According to the autopsy report, the state medical examiner's office concluded that Gray suffered a single "high-energy injury" to his neck and spine. The medical examiner compared the injury to the impact of a diving into shallow water and wrote that it was most likely caused by a sudden deceleration of the van. In conclusion, the report said, Gray's death cannot be ruled an accident, and was in fact a homicide, because the officers failed to follow proper safety procedures "through acts of omission."
The report details a timeline of events surrounding Gray's arrest and transport in the van. After he was placed into the van on his belly, the medical examiner theorized that he may have stood up somehow and was then thrown into the wall when the van decelerated or changed direction suddenly.

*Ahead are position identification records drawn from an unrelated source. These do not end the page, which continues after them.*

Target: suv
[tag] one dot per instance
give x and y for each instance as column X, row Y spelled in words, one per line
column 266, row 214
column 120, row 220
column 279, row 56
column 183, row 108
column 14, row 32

And since he was not belted in but shackled at the wrists and feet, he was very much "at risk for an unsupported fall during acceleration or deceleration of the van."
Assistant Medical Examiner Carol H. Allan wrote in the report:
[It was] not an unforeseen event that a vulnerable individual was injured during operation of the vehicle, and that without prompt medical attention, the injury would prove fatal.
The report also concluded that the most serious injury was to the lower left part of Gray's head, and that the spinal and head damage would have affected the function of his limbs and caused him to have difficulty breathing, which the autopsy noted was what the officers observed during the fourth stop at Dolphin Street and Druid Hill Avenue.
The assisting officer opened the doors and observed Mr. Gray lying belly down on the floor with his head facing the cabin compartment, and reportedly he was asking for help, saying he couldn't breathe, couldn't get up, and needed a medic. The officer assisted Mr. Gray to the bench and the van continued on its way.
By the fifth stop, when the officers picked up a second arrestee, the report states:
Mr. Gray was found kneeling on the floor, facing the front of the van and slumped over to his right against the bench, and reportedly appeared lethargic with minimal responses to direct questions.
Following the leak, Mosby issued a statement that condemned "anyone with access to trial evidence who has leaked information prior to the resolution of this case."
In April, Mosby was quick to file charges against the six officers involved. Of the multiple charges each officer was indicted on, Officer Caesar R. Goodson Jr., who was driving the van, has been indicted on second-degree depraved-heart murder; Sgt. Alicia D. White, Officer William F. Porter, and Lt. Brian W. Rice have been indicted on manslaughter; and Officers Edward M. Nero and Garrett E. Miller have been indicted on second-degree assault.
All six officers have pleaded not guilty and a trial date has been set for October.